02. Every time I force myself to watch the Grammys, I wonder if I actually like music.
03. Even though I received a “stellar”, private and boarding high school education, when I graduated I had no knowledge of how to pay taxes, what a mortage is, what my credit rating and/or history is, what a credit cards is, how to write a check, how and when to vote, how to register to vote, and the many other significant daily/monthly/annual government requirements or participatory endeavors thrust upon patriotic, law-abiding citizens of the USA. I did, however, retain the solution to Sodium Pentathol, which is C11 H17 N2 Na O2 S (it’s also the title of a song by the band Anthrax).

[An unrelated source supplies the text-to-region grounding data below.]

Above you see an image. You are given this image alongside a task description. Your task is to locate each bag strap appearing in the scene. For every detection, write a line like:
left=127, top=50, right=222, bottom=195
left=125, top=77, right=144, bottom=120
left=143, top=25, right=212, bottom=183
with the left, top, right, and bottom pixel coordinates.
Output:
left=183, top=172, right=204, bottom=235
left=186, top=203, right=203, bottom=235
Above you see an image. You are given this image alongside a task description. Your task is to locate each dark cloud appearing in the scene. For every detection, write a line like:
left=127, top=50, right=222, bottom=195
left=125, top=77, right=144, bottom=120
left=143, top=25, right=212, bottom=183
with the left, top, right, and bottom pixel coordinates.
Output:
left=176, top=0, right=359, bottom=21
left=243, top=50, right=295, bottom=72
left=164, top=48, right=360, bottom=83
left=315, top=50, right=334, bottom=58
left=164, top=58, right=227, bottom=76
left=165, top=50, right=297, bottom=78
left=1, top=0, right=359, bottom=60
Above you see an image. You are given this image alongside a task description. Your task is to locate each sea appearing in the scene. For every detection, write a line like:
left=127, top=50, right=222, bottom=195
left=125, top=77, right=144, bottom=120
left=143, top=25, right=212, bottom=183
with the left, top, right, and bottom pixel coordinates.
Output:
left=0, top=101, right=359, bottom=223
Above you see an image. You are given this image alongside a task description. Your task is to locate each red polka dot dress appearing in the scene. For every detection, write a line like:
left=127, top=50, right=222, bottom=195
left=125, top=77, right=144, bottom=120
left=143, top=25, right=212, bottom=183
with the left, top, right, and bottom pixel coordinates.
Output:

04. Algebra, Geometry, Chemistry and the like should never, under any circumstances, be requirements for a high school diploma. If possible or applicable, they should be an option/elective, but come with the following disclaimer: “Warning! This class will likely have absolutely nothing to do with your future vocation, nor will it have anything what-so-ever to do with any/all of your future endeavors.”
05. In a letter (and likely in jest), composer Edvard Grieg dubbed arguably his most popular composition, “In the Hall of the Mountain King”, as “something that I literally can’t stand to listen to because it absolutely reeks of cow pies and trollish self-sufficiency.” This sets the bar very high for yours truly, as I can only hope to one day achieve the same level of vitriol regarding my own compositions.
06. If you are perpetually worried about economic stimulus, chances are good that you are not receiving enough physical stimulus.
07. As a part of project management training, I was asked what I thought might be the most important four-word question of all-time. The best I could muster was, “Are you there, God?”. Suffice to say this question trumped all others. Easily.
08. Just because a word is phonetically similar to a totally unrelated, hateful racial slur, doesn’t mean that it should be avoided, banned, or used as a catalyst for employee resignation/termination. Furthermore, politically-correct assholes have acted niggardly in regards to the word niggardly.
09. If you’re offended, it’s probable that I’m just as offended that you’re offended.
10. I’m happy to spend a romantic evening with my significant other 24/7/365. Valentine’s Day is unncecessary, irrelevant, and likely an excuse for a litany of repetive, selfish actions. Or, to have sexual intercourse strictly in the missionary position.